この1話書くだけで、一ヶ月以上も掛かりました。 
何故か執筆が進まなかったんですよね…
これは多分……イップスってやつか!?(烏滸がましい!!)

一ヶ月以上も掛かって書いた作品になりますが、内容は薄いです。原作からあまり変化させられませんでした。
すいません…
次回からは大丈夫なはずです。

話し変わりまして…
最近…伊吹可愛いですよね。
 


ヒストリア・レイス

 

「やあ、待っていたよ。久しぶりだね。キヨン」

 

 三日間の牢屋生活を終え、外に出ると意外な人物が待ち構えていた。

 ザックレー総統。

 全兵士を纏める人物。王家が失墜した今、最も地位が高い人物だろう。

 

「ああ、はい。お久しぶりです」

 

 総統と最後に会ったのは、審議所だったか。

 まだ最近なのに、随分と前に感じるな。

 

「いや、なに。私はただお礼を言いに来たのだよ」

 

「お礼ですか?」

 

「ああ。君が王家の悪事を民衆にばらしてくれたのだってね?」

 

「……まあ、そうですね。ですが…それでお礼を言いに来ることですか?」

 

「ああ、当然だろう」

 

「分かりませんね。王家の悪事がばれた今、この壁の中の秩序は無いに等しいでしょう。民衆が喚いたとはいえ、何故王家につかなかったのですか?」

 

 壁の秩序を守ることを考えるのであれば、王家を見捨てるのは愚策だ。

 とはいえ、総統が王家についていたとしても、時すでに遅かった。

 あれだけ民衆が喚いていては、抑えたとしても、秩序を維持するのは不可能だったはずだ。
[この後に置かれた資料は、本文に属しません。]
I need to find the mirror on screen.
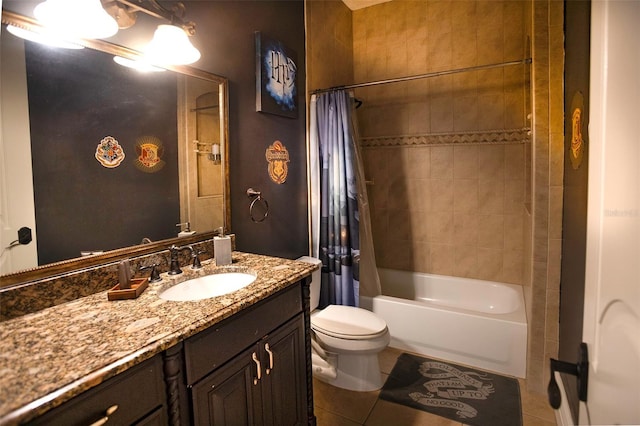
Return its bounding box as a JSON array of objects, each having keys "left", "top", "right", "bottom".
[{"left": 0, "top": 10, "right": 230, "bottom": 286}]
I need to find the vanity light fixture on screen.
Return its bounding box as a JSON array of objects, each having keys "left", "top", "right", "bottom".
[
  {"left": 144, "top": 24, "right": 200, "bottom": 65},
  {"left": 7, "top": 0, "right": 200, "bottom": 66},
  {"left": 113, "top": 56, "right": 166, "bottom": 72},
  {"left": 33, "top": 0, "right": 118, "bottom": 39}
]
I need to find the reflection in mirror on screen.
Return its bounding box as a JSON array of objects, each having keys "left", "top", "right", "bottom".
[{"left": 0, "top": 12, "right": 230, "bottom": 284}]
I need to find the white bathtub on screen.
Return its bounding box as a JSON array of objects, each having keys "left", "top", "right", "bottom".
[{"left": 360, "top": 269, "right": 527, "bottom": 378}]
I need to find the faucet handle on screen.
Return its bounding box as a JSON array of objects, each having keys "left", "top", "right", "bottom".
[
  {"left": 191, "top": 249, "right": 207, "bottom": 269},
  {"left": 139, "top": 263, "right": 162, "bottom": 283}
]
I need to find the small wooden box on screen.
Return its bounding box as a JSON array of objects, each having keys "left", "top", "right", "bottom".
[{"left": 107, "top": 278, "right": 149, "bottom": 300}]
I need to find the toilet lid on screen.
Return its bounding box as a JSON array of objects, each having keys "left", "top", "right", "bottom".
[{"left": 311, "top": 305, "right": 387, "bottom": 339}]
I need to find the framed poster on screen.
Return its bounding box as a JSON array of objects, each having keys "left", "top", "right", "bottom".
[{"left": 255, "top": 31, "right": 298, "bottom": 118}]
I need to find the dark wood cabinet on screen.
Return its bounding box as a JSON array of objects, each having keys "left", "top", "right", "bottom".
[
  {"left": 182, "top": 282, "right": 312, "bottom": 426},
  {"left": 23, "top": 278, "right": 315, "bottom": 426},
  {"left": 28, "top": 356, "right": 167, "bottom": 426},
  {"left": 191, "top": 314, "right": 307, "bottom": 426}
]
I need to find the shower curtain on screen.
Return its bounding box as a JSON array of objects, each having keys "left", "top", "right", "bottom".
[{"left": 310, "top": 91, "right": 380, "bottom": 307}]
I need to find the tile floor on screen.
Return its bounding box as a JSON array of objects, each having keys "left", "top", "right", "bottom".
[{"left": 313, "top": 348, "right": 556, "bottom": 426}]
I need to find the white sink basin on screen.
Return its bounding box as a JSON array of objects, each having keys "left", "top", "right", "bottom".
[{"left": 159, "top": 270, "right": 256, "bottom": 302}]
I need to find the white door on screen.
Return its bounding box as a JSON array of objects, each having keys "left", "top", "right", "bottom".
[{"left": 580, "top": 0, "right": 640, "bottom": 425}]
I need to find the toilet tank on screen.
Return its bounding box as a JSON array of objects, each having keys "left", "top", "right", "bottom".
[{"left": 296, "top": 256, "right": 322, "bottom": 312}]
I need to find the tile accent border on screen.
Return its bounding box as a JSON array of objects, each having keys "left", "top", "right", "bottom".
[{"left": 360, "top": 127, "right": 531, "bottom": 148}]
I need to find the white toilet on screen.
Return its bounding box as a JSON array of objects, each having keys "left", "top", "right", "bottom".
[{"left": 298, "top": 256, "right": 390, "bottom": 392}]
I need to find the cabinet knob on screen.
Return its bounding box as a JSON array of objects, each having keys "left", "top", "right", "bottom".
[
  {"left": 251, "top": 352, "right": 262, "bottom": 385},
  {"left": 91, "top": 404, "right": 118, "bottom": 426},
  {"left": 264, "top": 343, "right": 273, "bottom": 374}
]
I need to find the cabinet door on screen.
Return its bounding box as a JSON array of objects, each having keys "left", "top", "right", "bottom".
[
  {"left": 191, "top": 346, "right": 264, "bottom": 426},
  {"left": 258, "top": 314, "right": 307, "bottom": 426}
]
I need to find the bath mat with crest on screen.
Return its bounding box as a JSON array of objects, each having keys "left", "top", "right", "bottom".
[{"left": 380, "top": 353, "right": 522, "bottom": 426}]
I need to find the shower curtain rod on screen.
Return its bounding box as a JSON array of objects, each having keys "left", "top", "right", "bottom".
[{"left": 312, "top": 58, "right": 532, "bottom": 95}]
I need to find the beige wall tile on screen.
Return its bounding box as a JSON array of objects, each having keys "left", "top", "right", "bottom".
[
  {"left": 453, "top": 244, "right": 478, "bottom": 278},
  {"left": 453, "top": 214, "right": 478, "bottom": 247},
  {"left": 474, "top": 247, "right": 504, "bottom": 281},
  {"left": 431, "top": 146, "right": 453, "bottom": 179},
  {"left": 504, "top": 213, "right": 525, "bottom": 251},
  {"left": 502, "top": 250, "right": 526, "bottom": 284},
  {"left": 478, "top": 145, "right": 505, "bottom": 180},
  {"left": 431, "top": 243, "right": 455, "bottom": 275},
  {"left": 429, "top": 178, "right": 453, "bottom": 213},
  {"left": 453, "top": 146, "right": 478, "bottom": 180},
  {"left": 426, "top": 213, "right": 454, "bottom": 244},
  {"left": 453, "top": 179, "right": 478, "bottom": 214},
  {"left": 478, "top": 179, "right": 505, "bottom": 214},
  {"left": 478, "top": 214, "right": 505, "bottom": 248}
]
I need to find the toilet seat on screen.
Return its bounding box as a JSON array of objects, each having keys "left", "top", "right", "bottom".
[{"left": 311, "top": 305, "right": 388, "bottom": 340}]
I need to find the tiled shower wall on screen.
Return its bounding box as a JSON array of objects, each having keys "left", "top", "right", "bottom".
[
  {"left": 364, "top": 143, "right": 528, "bottom": 284},
  {"left": 306, "top": 0, "right": 563, "bottom": 393},
  {"left": 353, "top": 0, "right": 530, "bottom": 284}
]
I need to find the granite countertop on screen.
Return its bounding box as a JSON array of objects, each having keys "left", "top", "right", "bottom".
[{"left": 0, "top": 252, "right": 317, "bottom": 425}]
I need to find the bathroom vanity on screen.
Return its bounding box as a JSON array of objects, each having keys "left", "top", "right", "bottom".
[{"left": 0, "top": 252, "right": 316, "bottom": 425}]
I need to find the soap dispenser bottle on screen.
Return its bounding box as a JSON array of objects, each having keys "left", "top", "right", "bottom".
[{"left": 213, "top": 227, "right": 231, "bottom": 266}]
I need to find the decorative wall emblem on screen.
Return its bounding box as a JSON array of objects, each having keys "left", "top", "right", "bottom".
[
  {"left": 264, "top": 141, "right": 289, "bottom": 184},
  {"left": 256, "top": 32, "right": 298, "bottom": 118},
  {"left": 569, "top": 92, "right": 584, "bottom": 170},
  {"left": 135, "top": 136, "right": 165, "bottom": 173},
  {"left": 96, "top": 136, "right": 124, "bottom": 169}
]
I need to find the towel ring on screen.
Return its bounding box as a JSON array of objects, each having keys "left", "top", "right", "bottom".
[{"left": 247, "top": 188, "right": 269, "bottom": 223}]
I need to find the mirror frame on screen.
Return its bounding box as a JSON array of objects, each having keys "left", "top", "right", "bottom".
[{"left": 0, "top": 10, "right": 231, "bottom": 290}]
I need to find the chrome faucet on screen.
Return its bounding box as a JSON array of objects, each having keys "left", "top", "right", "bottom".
[{"left": 169, "top": 244, "right": 193, "bottom": 275}]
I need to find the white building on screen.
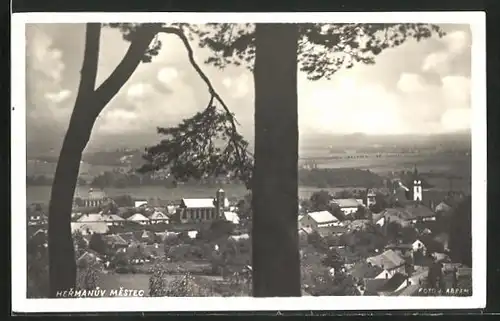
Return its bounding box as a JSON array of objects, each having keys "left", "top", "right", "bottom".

 だが、もし『始祖の巨人』の存在を総統が把握していたなら、話は変わってくる。

 王家につき、反乱を鎮静させた後、記憶を改竄させ壁内の秩序を維持することも可能であっただろう。

 この人にはそれだけの兵士を動かせる力がある。

 そして、この人は自分の立場も更に上へ就けただろう。

 

「なぜ、私が王に銃を向けたのか?」

 

 総統は一呼吸置き、本心を話す準備をする。

 

「……それは、昔っから王政が気に食わなかったからだ」

 

「え…」

 

 まさかの私情かよ。まぁ…それが人の原動力であることは否定しない。

 オレもそうだからな。

 

「むかつくのだよ。偉そうな奴と偉くないのに偉い奴が…いや…もう寧ろ好きだな」

 

 ご自慢のひげを撫でながら、若干笑みを見せながら話す。いや、若干ではないな…

 この世のすべての快楽を表した顔をしている。

 相当、嬉しいのだろう。

 

「思えばずっとこの日を夢見ていたのだ。人生を捧げて奴らの忠実な犬に徹し、この地位に登りつめた。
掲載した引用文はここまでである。